Хозяин. Сталин и утверждение сталинской диктатуры | страница 21



В общем, победа Сталина была результатом длительных интриг и политических маневров, переплетения объективных и субъективных обстоятельств. Сам Сталин, отдавший немало сил этой борьбе, явно не считал, что его преимущества обеспечены изначально одним лишь положением в партийной иерархии. Он справедливо опасался любых случайностей, осознавая их значительную, часто преобладающую роль в верхушечном политическом противостоянии, особенно в таких партиях, как большевистская. Поражение было столь же вероятным, как и победа. Осознание такой вероятности было важным преимуществом Сталина в конце 1920-х годов.
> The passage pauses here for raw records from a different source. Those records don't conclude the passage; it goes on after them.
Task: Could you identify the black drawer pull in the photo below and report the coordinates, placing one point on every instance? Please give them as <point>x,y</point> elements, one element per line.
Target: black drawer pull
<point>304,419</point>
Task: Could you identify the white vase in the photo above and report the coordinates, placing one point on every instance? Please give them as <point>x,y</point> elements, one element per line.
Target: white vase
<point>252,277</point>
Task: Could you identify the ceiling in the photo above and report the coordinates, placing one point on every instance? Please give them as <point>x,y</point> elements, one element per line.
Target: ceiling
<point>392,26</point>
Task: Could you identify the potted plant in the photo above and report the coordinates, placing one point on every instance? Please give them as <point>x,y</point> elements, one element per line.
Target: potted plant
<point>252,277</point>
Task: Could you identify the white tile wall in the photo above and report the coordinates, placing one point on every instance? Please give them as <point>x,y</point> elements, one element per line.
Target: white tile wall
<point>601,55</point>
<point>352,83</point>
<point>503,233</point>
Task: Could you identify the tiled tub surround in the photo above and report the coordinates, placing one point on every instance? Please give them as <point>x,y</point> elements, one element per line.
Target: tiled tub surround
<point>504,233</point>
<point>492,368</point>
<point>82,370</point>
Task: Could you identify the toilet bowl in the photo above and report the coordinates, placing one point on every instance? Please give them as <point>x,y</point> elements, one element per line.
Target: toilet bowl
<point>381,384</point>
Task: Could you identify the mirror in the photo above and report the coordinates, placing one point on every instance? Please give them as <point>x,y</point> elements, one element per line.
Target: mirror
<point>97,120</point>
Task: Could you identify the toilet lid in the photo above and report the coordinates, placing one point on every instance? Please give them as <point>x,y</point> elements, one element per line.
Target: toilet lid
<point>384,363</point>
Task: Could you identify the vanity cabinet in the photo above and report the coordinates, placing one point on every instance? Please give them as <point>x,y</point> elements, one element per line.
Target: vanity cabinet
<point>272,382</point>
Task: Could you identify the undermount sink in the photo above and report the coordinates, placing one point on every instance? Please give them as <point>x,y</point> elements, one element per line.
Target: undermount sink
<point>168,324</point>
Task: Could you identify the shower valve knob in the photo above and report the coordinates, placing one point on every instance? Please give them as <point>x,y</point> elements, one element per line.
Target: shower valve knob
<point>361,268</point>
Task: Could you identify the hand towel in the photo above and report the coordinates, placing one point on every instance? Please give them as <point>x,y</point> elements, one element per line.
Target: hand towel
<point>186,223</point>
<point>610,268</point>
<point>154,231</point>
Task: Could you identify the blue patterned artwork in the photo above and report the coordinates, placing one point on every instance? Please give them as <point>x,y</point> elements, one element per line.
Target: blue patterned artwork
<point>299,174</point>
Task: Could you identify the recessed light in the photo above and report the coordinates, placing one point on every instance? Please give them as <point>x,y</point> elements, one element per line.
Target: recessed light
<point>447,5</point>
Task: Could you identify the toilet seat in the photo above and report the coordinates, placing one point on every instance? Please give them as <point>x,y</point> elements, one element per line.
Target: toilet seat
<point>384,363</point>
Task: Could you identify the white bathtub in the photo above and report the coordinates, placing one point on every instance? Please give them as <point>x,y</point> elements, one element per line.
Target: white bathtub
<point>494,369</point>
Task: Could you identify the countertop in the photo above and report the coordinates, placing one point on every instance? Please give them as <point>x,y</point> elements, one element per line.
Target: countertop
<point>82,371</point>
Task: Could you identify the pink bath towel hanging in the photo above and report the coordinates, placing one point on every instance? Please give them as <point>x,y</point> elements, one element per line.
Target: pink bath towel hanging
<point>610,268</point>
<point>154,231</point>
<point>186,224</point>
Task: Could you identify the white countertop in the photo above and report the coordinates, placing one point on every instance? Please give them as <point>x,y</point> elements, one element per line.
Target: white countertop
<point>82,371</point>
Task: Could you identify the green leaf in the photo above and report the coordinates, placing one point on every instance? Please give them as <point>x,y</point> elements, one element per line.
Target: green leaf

Ее игнорирование — слабость современных представлений о «закономерной» поступи сталинской «модернизации».

Переиграв своих оппонентов в политических интригах, Сталин превратился в лидера Политбюро. Ему уже не противостоял никто их тех советских руководителей первого круга, которые начинали борьбу за ленинское наследие. Соответственно резко ослабли позиции «рядовых» членов Политбюро и ЦК ВКП(б), лишенных возможности маневрирования между различными центрами влияния. Прежний баланс сил в высших эшелонах власти был разрушен. Однако позиции самого Сталина в этот период вряд ли можно считать абсолютно прочными. Его политическое будущее зависело от способности предложить и реализовать определенный политический курс. Этот курс в течение 1928–1929 годов трансформировался в планы форсированной индустриализации, практику массового принудительного объединения крестьян в колхозы и разжигания «классовой борьбы».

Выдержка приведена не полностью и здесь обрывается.